大きく開けた空間にはいくつものスロットマシンやカジノテーブルが立ち並び、いかにもセレブといった面持ちの人々がそれぞれギャンブルを楽しんでいた。無数の紙幣やコインが行き交うたびに、そこかしこで興奮した声が上がる。人々のそんな一喜一憂が、屋上の巨大なシャンデリアに照らし出され、空間全体が幻想的な光に包まれていた。
そんな中、綺麗に磨かれたスロットマシンの表面に、眉間に皺を寄せた仏頂面を映している男の姿があった。オールバックに纏められた黒い髪と上品な黒いスーツ。一見すると、他の客と同様の上品ないでたちだが、その顔は不満で満ち溢れていた。スロット用の椅子に腰かけたその男は、耳に取り付けられたインカムを取り外し、大きなため息を吐いた。そしてインカムのマイクを口元に近付け、手に持っていたストロベリーシェイクをずるずると大きな音を立てて飲み込んだ。ギャンブルを楽しむ客をぼんやりと眺めつつ、男の視線はカジノエリアの隅の方へと向けられた。
明らかにそのエリアだけ周りと雰囲気が違っていた。
そこのカジノテーブルには白いスーツを着た一人の男しか座っておらず、その傍らにはガタイの良い黒スーツの男が二人立っている。その二人の体格と目つきは明らかにカタギの人間のものではない。
「護衛は二人。十中八九、銃は持ってるだろうな」
インカムを再び耳に取り付け、黒スーツの男は言った。
「しかし、よく呑気にカジノで遊べたもんだな。一応追われる身だろうに」
『そこは奴の親父のホテルだ』
護衛が体の向きを変えたので、視線を合わせないよう体ごとスロットに向き直す。インカムからの返答は続く。
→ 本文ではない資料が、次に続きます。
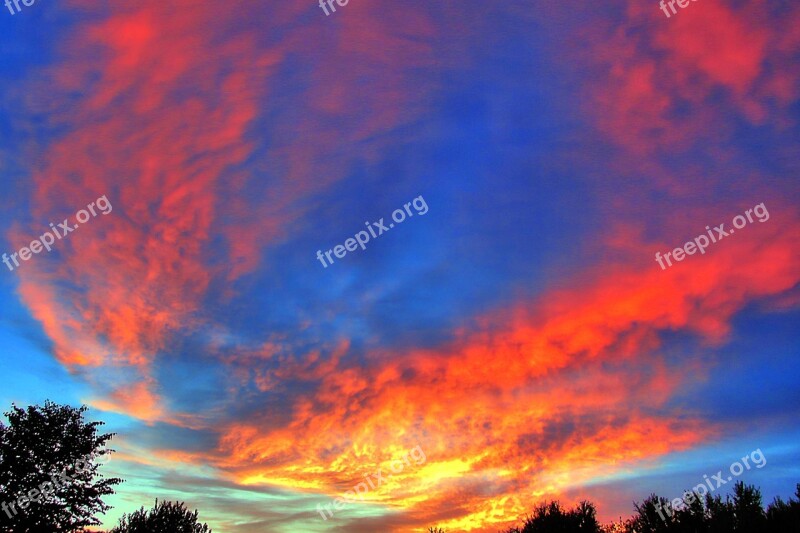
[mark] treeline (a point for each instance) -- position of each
(50, 479)
(741, 512)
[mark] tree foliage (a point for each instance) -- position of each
(49, 479)
(742, 512)
(164, 517)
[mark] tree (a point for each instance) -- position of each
(552, 518)
(164, 517)
(49, 480)
(784, 517)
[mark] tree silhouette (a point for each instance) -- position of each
(552, 518)
(48, 475)
(784, 517)
(164, 517)
(743, 513)
(748, 512)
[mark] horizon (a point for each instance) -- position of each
(277, 247)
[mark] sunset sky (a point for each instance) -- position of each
(520, 332)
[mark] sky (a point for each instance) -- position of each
(509, 331)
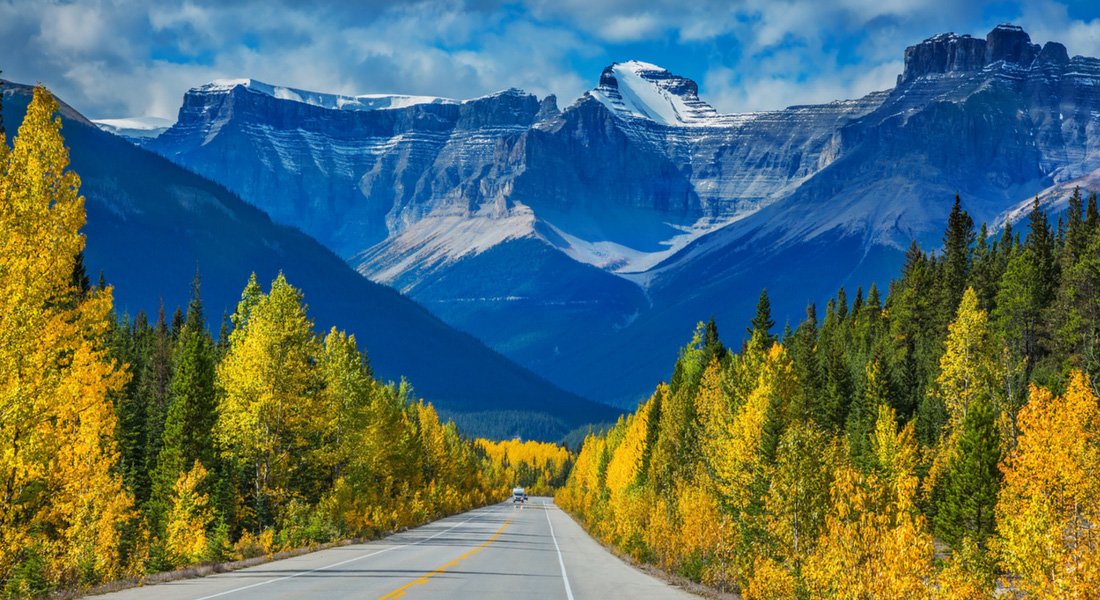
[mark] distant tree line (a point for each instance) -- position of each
(135, 445)
(829, 460)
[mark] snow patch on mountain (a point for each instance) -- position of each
(135, 127)
(441, 238)
(642, 90)
(625, 260)
(333, 101)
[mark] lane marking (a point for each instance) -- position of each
(421, 580)
(569, 591)
(227, 592)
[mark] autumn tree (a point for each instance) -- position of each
(61, 498)
(267, 385)
(188, 516)
(1049, 503)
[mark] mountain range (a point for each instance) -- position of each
(585, 242)
(151, 224)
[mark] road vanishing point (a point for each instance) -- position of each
(503, 551)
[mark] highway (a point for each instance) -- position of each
(534, 552)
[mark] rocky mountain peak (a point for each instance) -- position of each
(1011, 44)
(950, 53)
(641, 90)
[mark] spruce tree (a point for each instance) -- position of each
(191, 410)
(130, 431)
(3, 132)
(966, 498)
(803, 350)
(761, 322)
(1091, 215)
(154, 389)
(956, 262)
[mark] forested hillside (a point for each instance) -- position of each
(944, 443)
(130, 446)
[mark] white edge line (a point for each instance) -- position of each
(564, 578)
(341, 563)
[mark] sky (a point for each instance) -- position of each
(112, 58)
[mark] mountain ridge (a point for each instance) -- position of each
(151, 224)
(552, 233)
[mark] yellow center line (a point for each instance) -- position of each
(400, 591)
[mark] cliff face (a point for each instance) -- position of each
(639, 209)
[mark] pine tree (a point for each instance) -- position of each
(956, 264)
(807, 404)
(3, 132)
(762, 322)
(191, 411)
(1091, 215)
(133, 412)
(862, 414)
(154, 392)
(966, 500)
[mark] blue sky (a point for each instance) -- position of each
(122, 57)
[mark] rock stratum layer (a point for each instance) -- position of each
(585, 242)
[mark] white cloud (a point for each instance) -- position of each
(1049, 21)
(129, 57)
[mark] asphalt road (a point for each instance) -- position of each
(502, 551)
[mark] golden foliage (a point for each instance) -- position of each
(188, 517)
(59, 497)
(1048, 510)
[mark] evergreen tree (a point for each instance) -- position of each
(80, 281)
(966, 500)
(191, 411)
(761, 322)
(712, 345)
(864, 413)
(3, 132)
(838, 383)
(154, 391)
(1091, 215)
(132, 410)
(803, 349)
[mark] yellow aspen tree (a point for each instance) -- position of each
(267, 411)
(733, 446)
(875, 543)
(189, 515)
(627, 501)
(59, 495)
(968, 373)
(799, 495)
(770, 580)
(1048, 508)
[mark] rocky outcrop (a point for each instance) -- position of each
(541, 230)
(949, 53)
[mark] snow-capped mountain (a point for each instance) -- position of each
(585, 242)
(135, 129)
(151, 225)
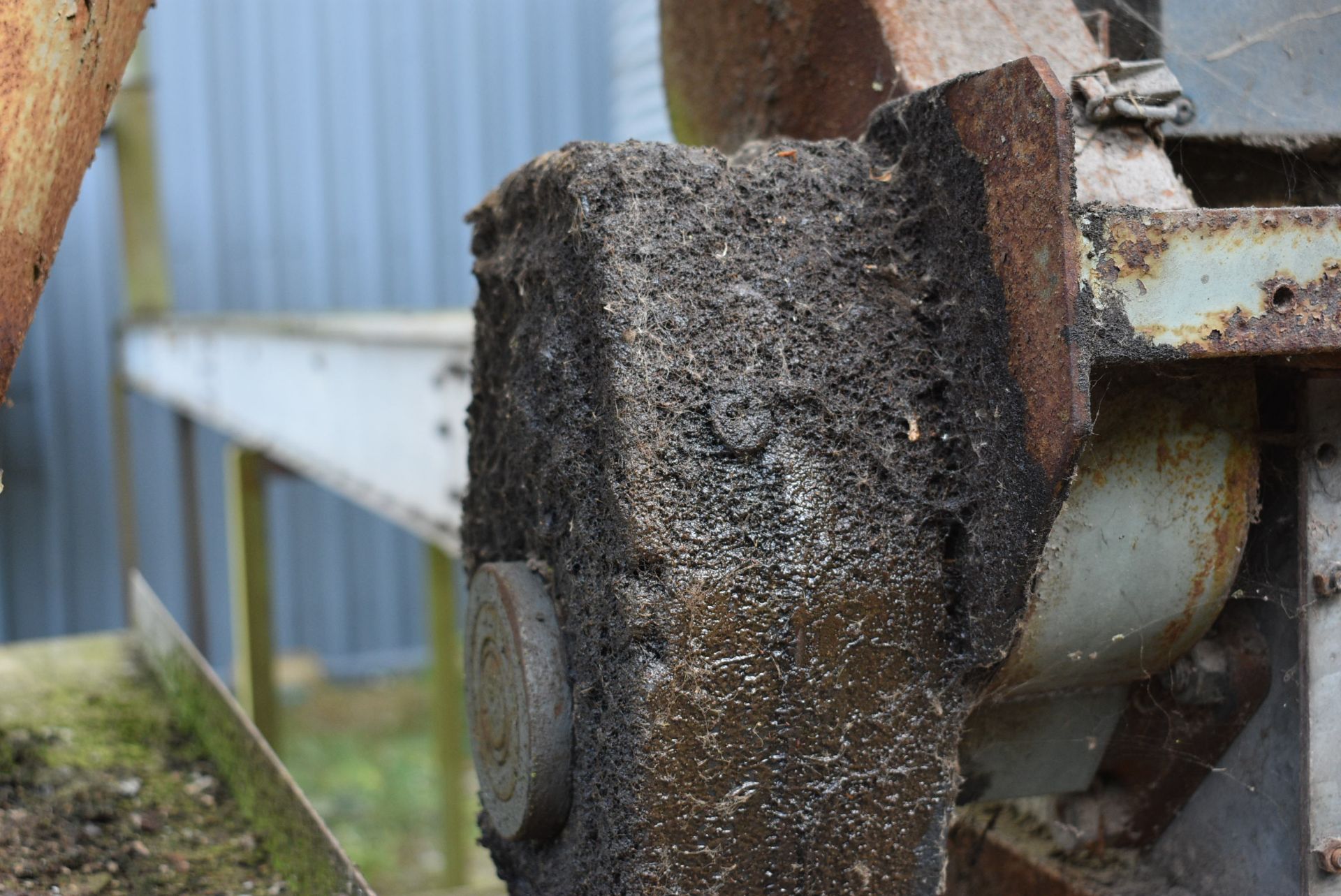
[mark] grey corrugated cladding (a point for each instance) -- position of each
(313, 154)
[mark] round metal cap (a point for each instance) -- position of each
(518, 700)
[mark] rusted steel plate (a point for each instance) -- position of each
(770, 432)
(816, 68)
(1211, 282)
(61, 65)
(1016, 122)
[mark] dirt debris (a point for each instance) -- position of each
(100, 793)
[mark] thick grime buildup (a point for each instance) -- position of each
(756, 419)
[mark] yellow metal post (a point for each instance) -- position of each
(148, 291)
(249, 573)
(448, 693)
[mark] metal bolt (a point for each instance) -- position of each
(520, 702)
(1328, 582)
(1329, 856)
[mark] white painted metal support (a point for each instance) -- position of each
(370, 405)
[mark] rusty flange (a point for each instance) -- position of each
(61, 65)
(520, 702)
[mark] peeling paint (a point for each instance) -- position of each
(1214, 282)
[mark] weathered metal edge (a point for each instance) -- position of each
(357, 329)
(1210, 284)
(62, 68)
(300, 843)
(1016, 121)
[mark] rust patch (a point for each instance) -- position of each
(1212, 282)
(816, 68)
(738, 71)
(1016, 121)
(59, 70)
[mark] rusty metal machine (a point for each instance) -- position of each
(951, 506)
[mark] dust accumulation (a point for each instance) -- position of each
(755, 415)
(100, 793)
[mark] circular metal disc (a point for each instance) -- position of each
(518, 700)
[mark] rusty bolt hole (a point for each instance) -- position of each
(1282, 298)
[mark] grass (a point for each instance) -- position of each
(364, 754)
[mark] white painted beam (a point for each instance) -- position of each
(370, 405)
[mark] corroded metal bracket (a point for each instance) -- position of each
(794, 432)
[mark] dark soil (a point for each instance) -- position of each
(100, 793)
(756, 419)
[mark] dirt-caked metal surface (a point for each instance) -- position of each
(788, 434)
(61, 65)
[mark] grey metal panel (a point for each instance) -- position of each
(330, 167)
(301, 168)
(58, 555)
(638, 102)
(1263, 68)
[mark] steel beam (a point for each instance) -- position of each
(1320, 635)
(370, 405)
(62, 64)
(1238, 282)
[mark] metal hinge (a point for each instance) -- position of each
(1141, 90)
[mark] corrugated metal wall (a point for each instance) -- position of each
(313, 154)
(638, 101)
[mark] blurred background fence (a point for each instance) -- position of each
(312, 154)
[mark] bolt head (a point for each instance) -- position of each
(518, 702)
(1326, 582)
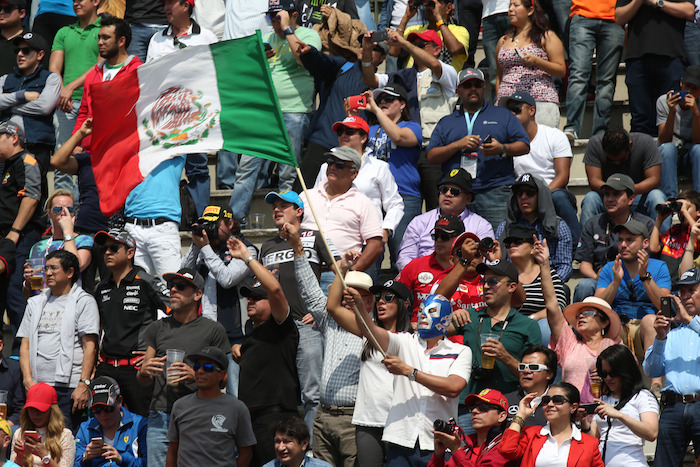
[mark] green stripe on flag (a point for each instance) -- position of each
(251, 119)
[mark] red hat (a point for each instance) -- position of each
(428, 36)
(490, 396)
(41, 396)
(352, 122)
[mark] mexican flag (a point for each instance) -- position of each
(199, 99)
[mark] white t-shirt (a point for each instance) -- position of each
(549, 144)
(624, 447)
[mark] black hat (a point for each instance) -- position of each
(211, 353)
(634, 227)
(34, 40)
(519, 232)
(190, 276)
(391, 285)
(500, 267)
(459, 177)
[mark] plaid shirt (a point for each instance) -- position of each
(341, 353)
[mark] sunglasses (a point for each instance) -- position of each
(558, 399)
(387, 297)
(340, 165)
(59, 209)
(454, 191)
(445, 237)
(106, 409)
(476, 84)
(208, 367)
(533, 367)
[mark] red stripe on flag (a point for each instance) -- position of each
(115, 140)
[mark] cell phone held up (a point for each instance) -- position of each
(668, 307)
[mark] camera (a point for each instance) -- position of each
(445, 426)
(208, 227)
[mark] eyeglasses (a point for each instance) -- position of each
(444, 236)
(558, 399)
(454, 191)
(106, 409)
(476, 84)
(348, 131)
(25, 50)
(514, 242)
(208, 367)
(387, 297)
(340, 165)
(59, 209)
(533, 367)
(387, 98)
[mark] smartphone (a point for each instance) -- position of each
(590, 408)
(355, 102)
(668, 307)
(380, 36)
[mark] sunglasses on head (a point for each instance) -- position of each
(558, 399)
(103, 408)
(386, 296)
(206, 366)
(472, 83)
(533, 367)
(340, 165)
(59, 209)
(454, 191)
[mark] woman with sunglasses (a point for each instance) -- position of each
(528, 56)
(376, 387)
(628, 413)
(42, 438)
(557, 444)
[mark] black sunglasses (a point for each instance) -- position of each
(340, 165)
(558, 399)
(454, 191)
(387, 297)
(208, 367)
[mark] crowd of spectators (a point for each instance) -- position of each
(445, 303)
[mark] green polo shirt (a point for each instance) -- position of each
(521, 332)
(80, 48)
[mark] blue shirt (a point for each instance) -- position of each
(677, 358)
(403, 161)
(635, 305)
(501, 124)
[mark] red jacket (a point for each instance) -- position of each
(488, 456)
(95, 76)
(528, 443)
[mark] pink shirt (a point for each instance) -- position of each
(575, 358)
(349, 220)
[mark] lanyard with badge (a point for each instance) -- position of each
(469, 159)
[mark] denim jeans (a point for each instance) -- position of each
(157, 438)
(692, 39)
(491, 204)
(567, 211)
(644, 204)
(198, 182)
(309, 364)
(607, 38)
(647, 78)
(690, 159)
(584, 289)
(493, 28)
(249, 167)
(64, 128)
(140, 37)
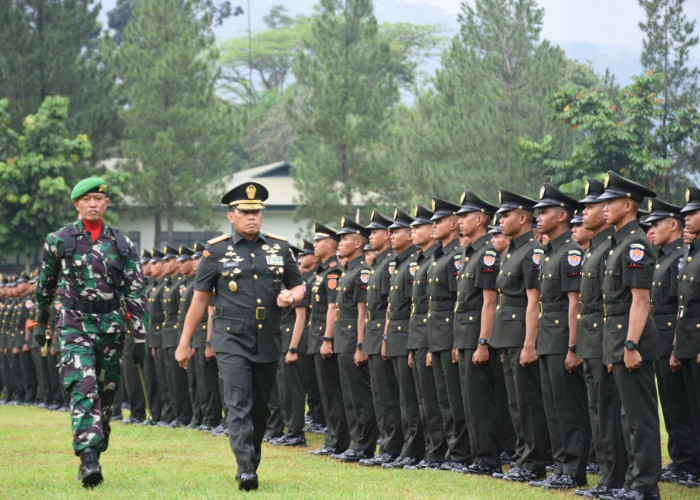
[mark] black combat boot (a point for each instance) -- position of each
(89, 472)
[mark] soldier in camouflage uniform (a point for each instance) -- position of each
(99, 268)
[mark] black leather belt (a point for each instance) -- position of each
(231, 312)
(91, 307)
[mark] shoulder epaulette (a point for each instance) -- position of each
(270, 235)
(218, 239)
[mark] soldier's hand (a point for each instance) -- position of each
(360, 357)
(481, 355)
(183, 354)
(41, 334)
(571, 362)
(138, 352)
(527, 356)
(285, 298)
(326, 349)
(209, 353)
(674, 363)
(633, 360)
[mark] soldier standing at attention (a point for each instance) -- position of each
(397, 327)
(248, 271)
(176, 377)
(563, 386)
(603, 400)
(515, 332)
(417, 343)
(630, 334)
(101, 270)
(474, 314)
(351, 303)
(320, 341)
(683, 445)
(385, 388)
(442, 293)
(685, 356)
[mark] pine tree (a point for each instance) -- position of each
(176, 128)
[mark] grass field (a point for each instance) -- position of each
(36, 461)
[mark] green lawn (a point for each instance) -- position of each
(36, 461)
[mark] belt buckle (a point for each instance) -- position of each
(259, 313)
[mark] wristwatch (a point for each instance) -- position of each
(631, 345)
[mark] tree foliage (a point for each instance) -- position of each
(668, 38)
(488, 92)
(51, 47)
(176, 128)
(38, 167)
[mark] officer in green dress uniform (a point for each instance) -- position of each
(683, 445)
(561, 373)
(394, 347)
(515, 332)
(385, 388)
(417, 343)
(473, 318)
(686, 350)
(442, 293)
(320, 342)
(175, 376)
(254, 276)
(603, 400)
(630, 334)
(350, 324)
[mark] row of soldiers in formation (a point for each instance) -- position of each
(450, 345)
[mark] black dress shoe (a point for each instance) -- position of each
(482, 468)
(378, 460)
(352, 455)
(522, 474)
(594, 492)
(248, 481)
(89, 472)
(294, 441)
(326, 450)
(564, 482)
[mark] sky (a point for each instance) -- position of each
(605, 33)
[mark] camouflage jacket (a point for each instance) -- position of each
(100, 274)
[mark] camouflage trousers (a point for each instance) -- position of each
(90, 373)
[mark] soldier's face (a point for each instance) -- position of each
(92, 206)
(379, 239)
(692, 223)
(400, 239)
(422, 235)
(615, 210)
(246, 222)
(593, 218)
(548, 219)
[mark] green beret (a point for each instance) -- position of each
(89, 185)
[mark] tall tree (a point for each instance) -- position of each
(348, 86)
(50, 47)
(489, 90)
(176, 128)
(37, 168)
(668, 38)
(612, 135)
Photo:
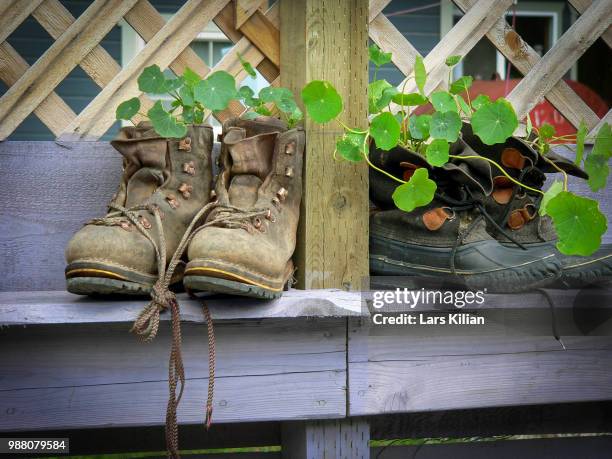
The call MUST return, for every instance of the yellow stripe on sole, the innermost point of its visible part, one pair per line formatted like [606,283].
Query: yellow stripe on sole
[96,271]
[236,276]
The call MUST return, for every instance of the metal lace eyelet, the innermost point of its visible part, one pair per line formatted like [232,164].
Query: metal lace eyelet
[172,201]
[185,189]
[146,224]
[451,213]
[282,194]
[185,144]
[270,216]
[189,168]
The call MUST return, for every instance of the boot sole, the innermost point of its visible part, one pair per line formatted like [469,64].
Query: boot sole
[229,287]
[105,286]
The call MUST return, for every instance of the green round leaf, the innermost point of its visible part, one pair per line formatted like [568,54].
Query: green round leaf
[385,130]
[495,122]
[165,124]
[410,100]
[578,222]
[126,110]
[419,191]
[451,61]
[377,56]
[186,94]
[190,77]
[480,101]
[152,80]
[352,146]
[461,85]
[444,102]
[437,152]
[419,126]
[445,126]
[596,163]
[380,93]
[216,91]
[322,101]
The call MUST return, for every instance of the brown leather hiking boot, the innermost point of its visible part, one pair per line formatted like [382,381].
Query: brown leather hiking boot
[515,209]
[245,245]
[165,183]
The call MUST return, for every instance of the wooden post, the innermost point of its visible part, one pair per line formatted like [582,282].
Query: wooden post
[327,40]
[332,439]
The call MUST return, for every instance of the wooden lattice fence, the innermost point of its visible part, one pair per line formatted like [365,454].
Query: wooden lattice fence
[254,31]
[542,75]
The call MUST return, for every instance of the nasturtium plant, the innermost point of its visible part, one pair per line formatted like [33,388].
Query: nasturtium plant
[393,123]
[494,122]
[418,191]
[445,125]
[322,101]
[578,222]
『親父はスペリアスの金庫番、サンドロ・アルレンツォ』
「スペリアスって日本四大マフィアの一つだろ? よく賞金かけるスポンサーが出て来たな」
『サンドロの息子、名前はダニエル。そいつが想像以上の馬鹿だったのさ。白昼堂々、町のど真ん中で人を撃ち殺したんだからな。即座にサンドロが動き、警察の動きを封じることには成功した。だが、奴の犯行自体は目撃者に撮影された映像などで拡散された』
「なるほどね。首に賞金がかかるのまでは阻止できなかったと」
『だが、サンドロは賞金をかけたスポンサーも血眼で探している。下手すれば賞金が取り下げられる可能性もある』
「賞味期限が短いと」
『だからこそ今日確実に捕まえる必要がある。一千万円の大物だ。その場の思いつきで逃げられましたじゃ話にならんからな。分かったな、コウ』
「黙って従えと。はいはい」
黒スーツの男――コウは再びため息を吐きつつ、目的であるダニエルに視線を向けた。
髪はブラウンのオールバック。体格は細いが、貧弱さは感じない。年はまだ二十代前半だろうか。遊び慣れしたような風貌だが、若さ特有の幼さも感じさせる顔付きだ。目的の男は白熱した様子でギャンブルを楽しんでいる。
その楽しそうにはしゃぐ様子を眺めつつ、コウは彼の首にかかった一千万の賞金に思いをはせる。
そう彼らの目的はダニエルの首にかかった賞金。彼らは賞金稼ぎなのだ。